Chris Cornell stepped out as a solo artist following the demise of seminal Seattle rock band Soundgarden. His first solo gig, in 1999, was a low-key affair at Sanders Theatre. Back then the singer-songwriter asked for the audience's patience since he would be playing almost exclusively new stuff from an album, "Euphoria Morning," that had yet to be released.
Patience was not a necessary virtue Thursday night at a vacuum-packed Avalon.
Cornell, who put his fledgling solo career on hold in 2001 to front supergroup Audioslave until quitting two months ago, opened hard, loud, and strong with two of his best-known and loved Soundgarden songs: the tribal groover "Spoonman" and the muscular metal of "Outshined."
That pair was followed by the keening "Hunger Strike" from another grunge touchstone, the one-off 1990 Temple of the Dog project that found members of Soundgarden teaming up with future members of Pearl Jam.
While the equally familiar set list that followed may have delivered "Hey dude, remember the ' 90 s" nostalgia for many in the crowd, Cornell himself didn't appear to be dwelling in that twilight so much as joyfully acknowledging it.
When it came to his forthcoming CD, "Carry On," however, Cornell's song choices didn't keep up the evening's mood.
With the exception of the so-so Bond anthem "You Know My Name," they all have elements to recommend them, such as the sweet croon on the plea-for-peace ballad "Safe and Sound," which he dedicated to the families of the Virginia Tech shootings.
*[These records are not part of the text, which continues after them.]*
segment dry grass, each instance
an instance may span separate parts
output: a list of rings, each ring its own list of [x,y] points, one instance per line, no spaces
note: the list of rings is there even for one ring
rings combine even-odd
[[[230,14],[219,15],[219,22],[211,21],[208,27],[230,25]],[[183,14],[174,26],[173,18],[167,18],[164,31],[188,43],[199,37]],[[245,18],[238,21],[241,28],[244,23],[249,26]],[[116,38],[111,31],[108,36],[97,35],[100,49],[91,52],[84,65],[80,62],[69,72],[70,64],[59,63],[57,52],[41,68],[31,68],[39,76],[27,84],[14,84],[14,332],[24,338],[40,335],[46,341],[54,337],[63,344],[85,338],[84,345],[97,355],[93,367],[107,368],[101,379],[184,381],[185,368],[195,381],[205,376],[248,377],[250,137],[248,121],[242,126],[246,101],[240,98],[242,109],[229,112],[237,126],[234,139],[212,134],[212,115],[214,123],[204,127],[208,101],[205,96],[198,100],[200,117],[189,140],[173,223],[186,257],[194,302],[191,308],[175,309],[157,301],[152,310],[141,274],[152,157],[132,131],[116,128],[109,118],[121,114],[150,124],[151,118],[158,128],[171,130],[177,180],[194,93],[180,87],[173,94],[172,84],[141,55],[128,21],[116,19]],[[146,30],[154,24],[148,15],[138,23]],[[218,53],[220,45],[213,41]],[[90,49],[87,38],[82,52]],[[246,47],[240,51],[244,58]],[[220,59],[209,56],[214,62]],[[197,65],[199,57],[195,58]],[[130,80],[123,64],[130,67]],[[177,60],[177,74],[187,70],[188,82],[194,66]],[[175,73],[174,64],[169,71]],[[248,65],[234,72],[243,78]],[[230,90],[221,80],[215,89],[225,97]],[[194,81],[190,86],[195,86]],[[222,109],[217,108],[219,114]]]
But alongside loudly loved favorites "Black Hole Sun," "Burden in My Hand," "Like a Stone," and "Cochise," a couple of the album's harder, funkier tracks could have been more memorable. The songs weren't just fighting with collective memory, but with the authoritative brawn Cornell and his backing quartet brought to the rumbling riffs and rhythms, especially on a cage-rattling encore of "Slaves and Bulldozers."
New song or old, with the band or solo acoustic, however, Cornell's justifiably lauded voice was center stage. He may have lost a bit of stamina, but the seductively husky lows of "Doesn't Remind Me" or the skyscraping highs of the waltz-time charmer "Can't Change Me" were a constant reminder that his vocal cords remain some of the best in rock 'n' roll.